Spill/Restore workers not registering within timeout

How severe does this issue affect your experience of using Ray?

  • Low: It annoys or frustrates me for a moment.

Hello,

I am getting a lot of the following error messages

worker_pool.cc:544: Some workers of the worker process(141872) have not registered within the timeout. The process is still alive, probably it's hanging during start.

When I look at the worker process ids they are all spill or restore workers whose log looks like the following:

[2023-08-13 08:30:10,296 I 139895 139895] core_worker_process.cc:107: Constructing CoreWorkerProcess. pid: 139895
[2023-08-13 08:30:37,591 I 139895 139895] io_service_pool.cc:35: IOServicePool is running with 1 io_service.

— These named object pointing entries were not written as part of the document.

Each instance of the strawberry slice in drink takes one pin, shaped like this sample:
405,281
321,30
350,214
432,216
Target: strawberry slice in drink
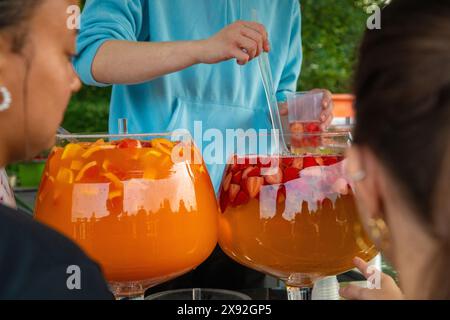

My program is still running so it isn’t a blocker but I’m curious if there’s any way to resolve this in case it becomes one later in the jobs. I am running on a SLURM cluster with Ray 2.6.2. Thanks in advance!

cc: @sangcho @rickyyx

Is this consistently reproducible?

Hello @sangcho. I have not run into the issue again, so I have not tried to reproduce the issue. I was mostly curious to see why this may have occurred.

This happens if the worker is somehow not started on time (in 30 seconds). There could be many reasons why it can happen. Some potential possiblities

  • The load makes it slow to start a new worker.
  • The worker is using a bad dependency and is broken before it starts.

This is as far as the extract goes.